A conversation about the widespread rejection of maths by almost everyone we know set me to thinking about what makes it accessible and I started listing books that took a fresh and entertaining approach to the subject.
To begin with with two novels:
A most beautiful novel about the search for mathematical truth (in a world undermined by Godel’s proof) is Uncle Petros and Goldbach’s Conjecture by Apostolos Doxiadis and who could fail to enjoy Robert Coover’s Universal Baseball Association, Inc., J. Henry Waugh, Prop. about a sad little accountant who gives his evenings over to simulating baseball games with pen and paper. Maybe not quite maths, but definitely an insight into the number-lover.
The next two recommendations, closer to real maths, and marred a little but not too much by rather flowery language, are:
A Tour of the Calculus and The Advent of the Algorithm both by David Berlinski. Long on mathematical culture and history and short on formulae.
Imagining Numbers by Barry Mazur explains the square root of -1 to anybody in a charming and poetic way.

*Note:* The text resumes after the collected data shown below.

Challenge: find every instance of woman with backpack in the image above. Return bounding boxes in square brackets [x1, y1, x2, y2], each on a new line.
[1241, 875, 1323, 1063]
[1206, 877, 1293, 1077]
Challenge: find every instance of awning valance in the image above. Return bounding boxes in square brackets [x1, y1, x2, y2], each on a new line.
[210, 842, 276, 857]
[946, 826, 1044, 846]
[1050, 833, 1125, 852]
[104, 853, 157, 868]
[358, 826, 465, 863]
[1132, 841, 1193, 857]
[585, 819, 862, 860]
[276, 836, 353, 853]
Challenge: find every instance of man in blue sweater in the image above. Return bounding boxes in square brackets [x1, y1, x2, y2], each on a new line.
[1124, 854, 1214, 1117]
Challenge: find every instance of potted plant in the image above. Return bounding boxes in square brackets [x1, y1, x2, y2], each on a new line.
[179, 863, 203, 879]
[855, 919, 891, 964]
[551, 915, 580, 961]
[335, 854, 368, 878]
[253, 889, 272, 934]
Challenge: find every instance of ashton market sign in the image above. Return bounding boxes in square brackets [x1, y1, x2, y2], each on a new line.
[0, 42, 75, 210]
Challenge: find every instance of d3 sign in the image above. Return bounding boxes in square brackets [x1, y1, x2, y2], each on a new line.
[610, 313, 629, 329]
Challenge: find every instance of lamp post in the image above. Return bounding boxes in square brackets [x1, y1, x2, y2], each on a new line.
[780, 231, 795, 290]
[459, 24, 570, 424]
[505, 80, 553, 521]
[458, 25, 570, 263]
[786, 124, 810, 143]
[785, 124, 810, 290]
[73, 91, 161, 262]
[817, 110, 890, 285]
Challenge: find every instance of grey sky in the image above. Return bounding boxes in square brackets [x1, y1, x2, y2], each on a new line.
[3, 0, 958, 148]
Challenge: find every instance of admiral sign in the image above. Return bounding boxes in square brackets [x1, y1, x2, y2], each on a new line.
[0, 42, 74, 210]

Surreal Numbers by Donald E. Knuth is interesting and original for the way it walks through the invention of a number system, in this case John Conway’s surreals, using the classic device of the dialogue. The conversation can be occasionally cringeworthy, but this short book provides hours of intellectual stimulation.
However, if I could take only one book to the proverbial desert island, it would have to be Godel, Escher, Bach: an eternal golden braid by Douglas R. Hofstadter. We can argue over whether it’s a maths book – it defies classification – but I can’t imagine a wannabee mathematician who wouldn’t adore it.